BERBUAT BENAR ADALAH KEHARUSAN, BERBUAT TIDAK BENAR ADALAH KETIDAK HARUSAN

Jumat, 27 Juli 2012

12 Hakim Kena Sanksi, 2 Hakim Telah Dipecat

RMOL.Ada kabar tak sedap di tengah hingar bingarnya persetujuan kenaikan kesejahteraan hakim. Selama enam bulan terakhir sebanyak 14 hakim dijatuhi sanksi.
Simak catatan Komisi Yudisial sejak Januari-Juni 2012 berikut. Dari 14 hakim yang kena sanksi itu dua di antaranya telah dipecat. Delapan hakim mendapatkan sanksi ringan, satu hakim menda­pat sanksi sedang. Sisanya men­da­patkan  sanksi berat.
Sanksi berat itu bentuknya bisa berupa pemecatan, atau bisa dinonpalukan selama enam bulan hingga dua tahun.
Wakil Ketua Komisi (KY) Imam Anshori Saleh mengata­kan, pemberian sanksi dan peme­catan dilakukan lembaganya dan Mah­ka­mah Agung (MA) melalui Ma­je­lis Kehormatan Hakim (MKH).
Proses penjatuhan sanksi ha­kim itu asal mulanya dari penga­duan masyarakat, kemudian ditindaklanjuti berdasarkan fakta dan bukti-bukti kuat.

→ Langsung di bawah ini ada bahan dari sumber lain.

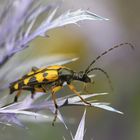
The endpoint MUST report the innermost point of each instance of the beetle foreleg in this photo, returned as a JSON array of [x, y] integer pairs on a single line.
[[17, 95], [72, 88]]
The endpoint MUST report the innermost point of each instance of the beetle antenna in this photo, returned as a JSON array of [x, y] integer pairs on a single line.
[[105, 73], [98, 57]]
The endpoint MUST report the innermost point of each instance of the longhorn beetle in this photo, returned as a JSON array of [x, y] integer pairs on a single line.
[[53, 77]]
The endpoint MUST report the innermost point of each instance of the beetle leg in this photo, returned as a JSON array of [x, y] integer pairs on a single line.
[[34, 68], [72, 88], [17, 95], [85, 88], [54, 90]]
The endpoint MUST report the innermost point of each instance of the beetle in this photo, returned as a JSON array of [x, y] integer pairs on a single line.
[[53, 78]]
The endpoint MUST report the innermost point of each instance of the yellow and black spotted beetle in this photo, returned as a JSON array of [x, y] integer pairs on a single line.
[[53, 77]]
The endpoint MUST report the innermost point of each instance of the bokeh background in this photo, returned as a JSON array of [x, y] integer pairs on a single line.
[[87, 42]]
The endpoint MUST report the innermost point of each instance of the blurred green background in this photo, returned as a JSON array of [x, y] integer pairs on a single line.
[[87, 42]]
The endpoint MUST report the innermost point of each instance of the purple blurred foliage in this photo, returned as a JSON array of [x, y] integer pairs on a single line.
[[32, 108], [17, 20]]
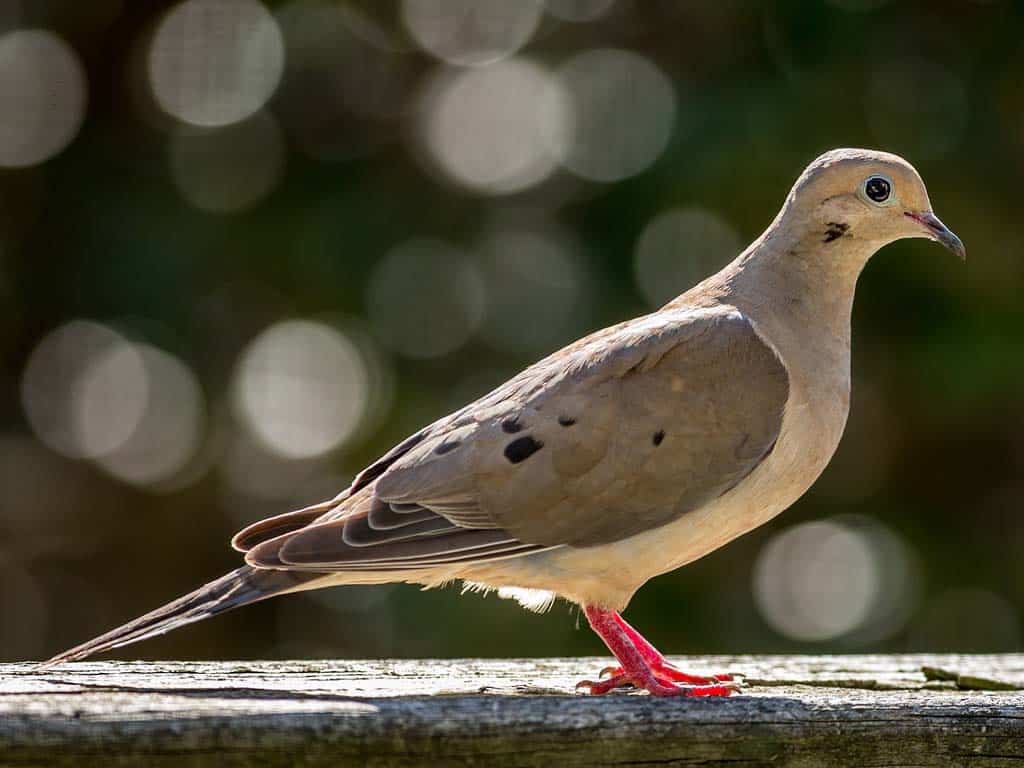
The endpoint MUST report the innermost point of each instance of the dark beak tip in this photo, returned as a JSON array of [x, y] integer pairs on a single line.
[[940, 232]]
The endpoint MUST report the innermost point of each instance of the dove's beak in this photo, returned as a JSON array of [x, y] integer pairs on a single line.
[[935, 229]]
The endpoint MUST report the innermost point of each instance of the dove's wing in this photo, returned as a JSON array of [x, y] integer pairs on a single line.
[[623, 431]]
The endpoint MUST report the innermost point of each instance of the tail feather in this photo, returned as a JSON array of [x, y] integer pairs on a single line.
[[241, 587]]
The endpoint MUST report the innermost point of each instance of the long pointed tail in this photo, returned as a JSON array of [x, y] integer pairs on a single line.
[[230, 591]]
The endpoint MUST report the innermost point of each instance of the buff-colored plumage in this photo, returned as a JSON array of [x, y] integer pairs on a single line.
[[632, 452]]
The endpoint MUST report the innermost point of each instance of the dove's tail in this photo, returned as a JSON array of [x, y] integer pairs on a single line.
[[232, 590]]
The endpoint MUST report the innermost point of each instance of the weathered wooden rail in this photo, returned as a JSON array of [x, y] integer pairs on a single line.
[[797, 711]]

Maka­nya  tidak semua laporan masya­rakat memenuhi syarat untuk di­tindaklanjuti.
“Tidak sembarangan menja­tuh­kan sanksi kepada seorang hakim, perlu bukti kuat, sanksi, dan kla­rifikasi dari hakim ber­sang­kutan,” katanya kepada Rakyat Merdeka, di Jakarta, be­lum lama ini.

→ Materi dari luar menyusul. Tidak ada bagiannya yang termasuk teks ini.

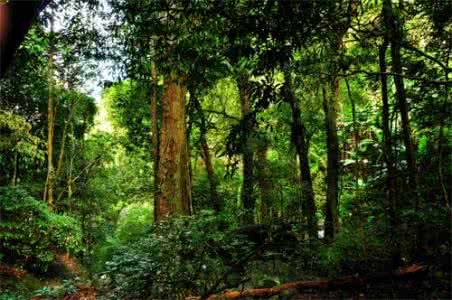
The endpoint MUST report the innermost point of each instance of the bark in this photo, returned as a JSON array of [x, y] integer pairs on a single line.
[[16, 169], [330, 106], [347, 282], [247, 196], [301, 145], [355, 135], [214, 198], [63, 140], [388, 155], [264, 183], [332, 177], [50, 181], [155, 136], [394, 33], [205, 155], [174, 195]]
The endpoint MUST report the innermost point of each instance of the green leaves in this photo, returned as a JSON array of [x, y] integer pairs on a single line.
[[30, 233]]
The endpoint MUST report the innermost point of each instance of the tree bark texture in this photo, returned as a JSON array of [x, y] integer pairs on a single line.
[[299, 140], [174, 197], [155, 136], [50, 181], [247, 195], [393, 30]]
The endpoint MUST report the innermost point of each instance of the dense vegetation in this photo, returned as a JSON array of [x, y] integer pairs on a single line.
[[235, 144]]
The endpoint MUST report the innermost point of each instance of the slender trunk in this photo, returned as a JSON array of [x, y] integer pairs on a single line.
[[395, 37], [332, 177], [387, 146], [155, 136], [16, 169], [264, 183], [63, 140], [301, 145], [50, 181], [205, 154], [214, 198], [247, 196], [70, 180], [173, 171], [355, 135], [441, 141]]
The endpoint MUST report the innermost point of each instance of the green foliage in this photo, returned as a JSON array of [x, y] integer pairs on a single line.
[[178, 257], [67, 288], [30, 233]]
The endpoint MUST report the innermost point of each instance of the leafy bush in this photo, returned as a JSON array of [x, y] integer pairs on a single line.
[[68, 287], [30, 233], [134, 223], [182, 256]]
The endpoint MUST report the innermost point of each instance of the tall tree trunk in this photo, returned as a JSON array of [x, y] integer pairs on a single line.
[[173, 171], [214, 197], [393, 30], [205, 154], [16, 169], [387, 146], [247, 196], [50, 181], [63, 140], [155, 136], [299, 140], [332, 177], [264, 183], [355, 135]]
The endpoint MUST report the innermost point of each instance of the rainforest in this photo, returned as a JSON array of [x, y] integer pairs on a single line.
[[225, 149]]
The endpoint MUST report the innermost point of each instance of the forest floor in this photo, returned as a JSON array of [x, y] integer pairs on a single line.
[[406, 283]]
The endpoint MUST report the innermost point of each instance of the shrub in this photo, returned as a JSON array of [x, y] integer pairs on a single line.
[[182, 256], [30, 233]]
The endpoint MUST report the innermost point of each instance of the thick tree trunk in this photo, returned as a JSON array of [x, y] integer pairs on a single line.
[[247, 196], [332, 177], [173, 171], [299, 140], [50, 181], [154, 136], [393, 30]]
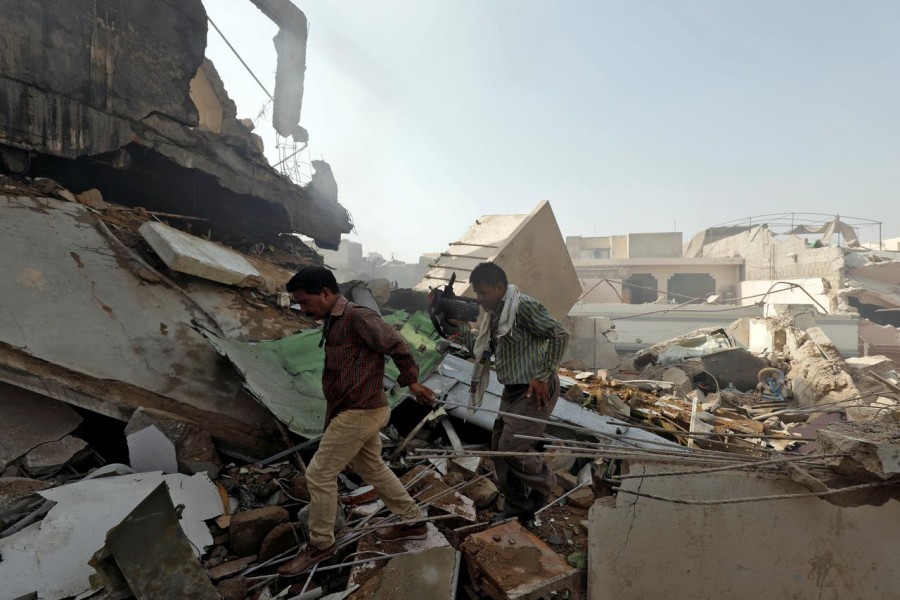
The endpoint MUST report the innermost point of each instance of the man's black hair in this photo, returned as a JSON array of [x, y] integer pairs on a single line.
[[488, 273], [312, 280]]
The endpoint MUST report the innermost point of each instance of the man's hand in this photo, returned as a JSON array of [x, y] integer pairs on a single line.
[[540, 391], [423, 394]]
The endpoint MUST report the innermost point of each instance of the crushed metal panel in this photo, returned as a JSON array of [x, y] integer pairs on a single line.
[[531, 250], [451, 382], [193, 255], [152, 553], [135, 331], [75, 528], [285, 375]]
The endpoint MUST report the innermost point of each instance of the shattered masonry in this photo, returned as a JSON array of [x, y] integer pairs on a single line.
[[160, 397]]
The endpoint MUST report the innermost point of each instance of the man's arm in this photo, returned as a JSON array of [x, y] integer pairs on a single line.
[[378, 335], [535, 317]]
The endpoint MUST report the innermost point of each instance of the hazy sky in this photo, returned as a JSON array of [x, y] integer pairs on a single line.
[[629, 116]]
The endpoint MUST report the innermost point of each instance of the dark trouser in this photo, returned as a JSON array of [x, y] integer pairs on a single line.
[[517, 474]]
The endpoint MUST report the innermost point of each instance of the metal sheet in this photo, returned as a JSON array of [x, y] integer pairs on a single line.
[[452, 379], [153, 554]]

Selama ini KY dan MA selalu bekerjasama dengan baik dalam menindak hakim nakal. MA se­lalu menjalankan apa yang di­rekomendasikan putusan MKH, terutama terkait putusan yang menyangkut pemberhentian hakim dengan tidak hormat.
“KY dan MA melihat adanya pe­langgaran berat dari laporan masyarakat yang jumlahnya banyak sekali. Kemudian kita rekomendasikan dan dibawa ke sidang MKH. Sanksi pemecatan diputuskan dalam sidang MKH,” terangnya.
Menurutnya, hal itu dilakukan demi terciptanya rasa keadilan bagi penegakan hukum. Sebagai seorang penegak hukum harus tidak boleh melanggar hukum.
Saat ini jumlah hakim nakal masih banyak. Dari ribuan hakim yang tersebar di Indonesia, hanya kurang dari 5 persen saja yang menjunjung tinggi profesio­nali­tas dan integritas sebagai seorang hakim.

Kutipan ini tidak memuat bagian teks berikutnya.